TECHNOLOGY
By Steven Just, Ed.D.
When I first started working in life sciences training in the early 1990s, the supplier community was dominated by companies that produced big, thick training binders.
I was part of a new, more computer-savvy generation that said, “Wait a minute! Why are you destroying entire forests in Oregon to produce those binders when we can do the same, or even better, with computers?” There was skepticism at first, but over just a few years, training binders were history, replaced by elearning.
And what happened to legacy suppliers and their training binders? Some adapted by hiring innovative professionals and made the switch from binders to elearning. Others didn’t adapt and quietly faded away.
I believe that we are now at a similar inflection point with generative artificial intelligence (AI). In the past few weeks, I have had two conversations with clients, one at a small, successful biotech company, the other at a large pharma company, both of whom told me that their companies were beginning to use ChatGPT to create medical content.
One of them wasn’t quite sure what to make of this, but the other, someone I’ve known for a long time and whose opinion I respect, told me, “You know what? The output wasn’t perfect, but it wasn’t bad.”
My first thought was: Where does this leave medical writers? Will the profession even exist in a few years?
In a recent study, which was not peer-reviewed, two professors from Washington University and one from NYU demonstrated that, in just one year’s time, the introduction of ChatGPT has had a negative impact on the volume of work and earnings of two creative professions: graphic designers and copywriters. Some of the work they do can now be done by generative AI.
Recently, Sam Altman, the CEO of OpenAI, the creators of ChatGPT, addressed an AI developers conference to announce the next generation of ChatGPT.
What caught my attention were not the new features of ChatGPT per se, but his announcement that OpenAI plans to create an AI “agent” store, analogous to Apple’s app store. Developers will be free to use ChatGPT to create new AI agents (called GPTs) for any and all tasks AI is capable of and sell them to the public. You don’t even need to be a coder: ChatGPT will do the coding for you.
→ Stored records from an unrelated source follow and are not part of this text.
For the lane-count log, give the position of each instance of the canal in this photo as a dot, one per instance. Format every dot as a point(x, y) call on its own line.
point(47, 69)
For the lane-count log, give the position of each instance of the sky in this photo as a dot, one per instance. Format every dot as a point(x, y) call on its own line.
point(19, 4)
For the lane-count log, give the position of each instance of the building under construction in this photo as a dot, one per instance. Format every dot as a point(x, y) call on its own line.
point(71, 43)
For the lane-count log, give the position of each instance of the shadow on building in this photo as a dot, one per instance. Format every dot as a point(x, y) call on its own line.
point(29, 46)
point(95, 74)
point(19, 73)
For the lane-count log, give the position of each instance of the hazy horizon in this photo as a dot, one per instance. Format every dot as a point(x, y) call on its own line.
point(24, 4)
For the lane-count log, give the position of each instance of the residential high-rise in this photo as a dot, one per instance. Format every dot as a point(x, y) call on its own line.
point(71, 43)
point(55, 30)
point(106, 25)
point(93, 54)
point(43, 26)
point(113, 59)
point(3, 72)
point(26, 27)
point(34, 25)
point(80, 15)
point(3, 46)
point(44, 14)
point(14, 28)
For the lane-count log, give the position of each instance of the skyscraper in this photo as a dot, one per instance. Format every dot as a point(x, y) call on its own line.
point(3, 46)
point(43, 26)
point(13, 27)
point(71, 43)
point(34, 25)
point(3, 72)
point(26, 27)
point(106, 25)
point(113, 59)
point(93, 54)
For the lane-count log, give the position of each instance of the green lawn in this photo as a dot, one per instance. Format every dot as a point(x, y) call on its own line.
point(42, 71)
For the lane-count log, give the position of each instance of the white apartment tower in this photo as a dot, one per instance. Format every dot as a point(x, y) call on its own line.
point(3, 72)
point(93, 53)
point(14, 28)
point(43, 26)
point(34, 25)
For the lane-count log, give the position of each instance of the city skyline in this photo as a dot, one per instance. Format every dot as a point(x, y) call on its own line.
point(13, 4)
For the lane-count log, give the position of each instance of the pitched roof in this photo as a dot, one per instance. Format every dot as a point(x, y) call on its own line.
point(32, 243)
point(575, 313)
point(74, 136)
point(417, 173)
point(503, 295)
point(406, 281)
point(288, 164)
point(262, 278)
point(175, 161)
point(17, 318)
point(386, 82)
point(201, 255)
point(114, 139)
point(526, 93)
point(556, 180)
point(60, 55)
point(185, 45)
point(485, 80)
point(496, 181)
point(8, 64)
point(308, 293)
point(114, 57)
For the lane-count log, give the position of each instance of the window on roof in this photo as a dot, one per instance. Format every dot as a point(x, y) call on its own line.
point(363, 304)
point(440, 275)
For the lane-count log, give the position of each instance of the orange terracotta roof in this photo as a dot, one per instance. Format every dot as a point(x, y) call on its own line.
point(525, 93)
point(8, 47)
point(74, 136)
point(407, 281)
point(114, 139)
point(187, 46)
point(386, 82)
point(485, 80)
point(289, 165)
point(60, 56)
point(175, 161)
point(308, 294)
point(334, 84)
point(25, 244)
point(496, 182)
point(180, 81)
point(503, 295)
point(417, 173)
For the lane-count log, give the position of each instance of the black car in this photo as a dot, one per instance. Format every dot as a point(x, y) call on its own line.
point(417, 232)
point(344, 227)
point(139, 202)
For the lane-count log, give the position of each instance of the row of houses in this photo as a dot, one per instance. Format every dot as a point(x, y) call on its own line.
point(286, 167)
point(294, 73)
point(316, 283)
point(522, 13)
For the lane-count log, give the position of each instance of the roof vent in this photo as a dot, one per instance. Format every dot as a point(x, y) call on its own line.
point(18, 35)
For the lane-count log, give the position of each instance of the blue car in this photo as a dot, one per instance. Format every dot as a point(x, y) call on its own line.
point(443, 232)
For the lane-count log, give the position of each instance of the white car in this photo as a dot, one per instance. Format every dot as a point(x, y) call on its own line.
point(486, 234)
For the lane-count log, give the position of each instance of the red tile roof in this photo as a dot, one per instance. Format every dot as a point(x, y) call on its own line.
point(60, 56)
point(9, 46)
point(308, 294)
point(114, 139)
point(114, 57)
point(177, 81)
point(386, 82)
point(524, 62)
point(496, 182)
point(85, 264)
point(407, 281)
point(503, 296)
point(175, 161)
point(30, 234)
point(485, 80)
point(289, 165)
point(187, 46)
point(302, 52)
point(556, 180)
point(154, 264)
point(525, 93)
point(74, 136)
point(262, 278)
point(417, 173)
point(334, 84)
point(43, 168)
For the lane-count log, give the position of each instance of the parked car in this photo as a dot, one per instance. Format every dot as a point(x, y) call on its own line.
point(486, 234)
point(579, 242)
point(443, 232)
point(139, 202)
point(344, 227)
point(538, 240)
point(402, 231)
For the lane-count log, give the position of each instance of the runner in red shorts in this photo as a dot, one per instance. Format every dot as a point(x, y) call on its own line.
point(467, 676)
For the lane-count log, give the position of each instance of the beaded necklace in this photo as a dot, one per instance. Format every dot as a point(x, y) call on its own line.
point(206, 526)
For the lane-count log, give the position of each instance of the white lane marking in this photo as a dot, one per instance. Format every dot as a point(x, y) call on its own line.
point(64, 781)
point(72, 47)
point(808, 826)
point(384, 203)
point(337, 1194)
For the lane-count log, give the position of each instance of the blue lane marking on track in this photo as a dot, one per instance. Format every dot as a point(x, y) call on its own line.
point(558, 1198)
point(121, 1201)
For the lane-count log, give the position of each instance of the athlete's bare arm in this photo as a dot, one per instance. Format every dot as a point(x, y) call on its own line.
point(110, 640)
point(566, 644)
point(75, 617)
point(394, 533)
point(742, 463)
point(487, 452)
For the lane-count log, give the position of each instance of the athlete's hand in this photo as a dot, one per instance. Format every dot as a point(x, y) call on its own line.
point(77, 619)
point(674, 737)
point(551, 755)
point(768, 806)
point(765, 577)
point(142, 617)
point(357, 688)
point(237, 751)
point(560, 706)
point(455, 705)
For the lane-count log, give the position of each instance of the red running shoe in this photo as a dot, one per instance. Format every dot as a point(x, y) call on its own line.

It seems to me it’s only a matter of time, probably sooner rather than later, that some enterprising supplier will create an agent that can take ChatGPT-generated content and auto-create elearning. Initially, the courses might be crude by today’s standards, but they will no doubt improve over time.
So, what does our current inflection point mean for life sciences training? When life sciences companies can create their own medical content and elearning with a few clicks of a mouse button, where will this leave today’s suppliers?
Some, no doubt, will adapt by offering products and services that cannot easily be done by AI. Others will create and market their own AI agents. Some learning product suppliers will add AI features to their existing products (this is already happening).
And others, like some of the binder sellers of the 1990s, will just quietly fade away.
As life sciences training professionals, we’re at a critical juncture. How we respond to this emerging technology will have consequences for all of us.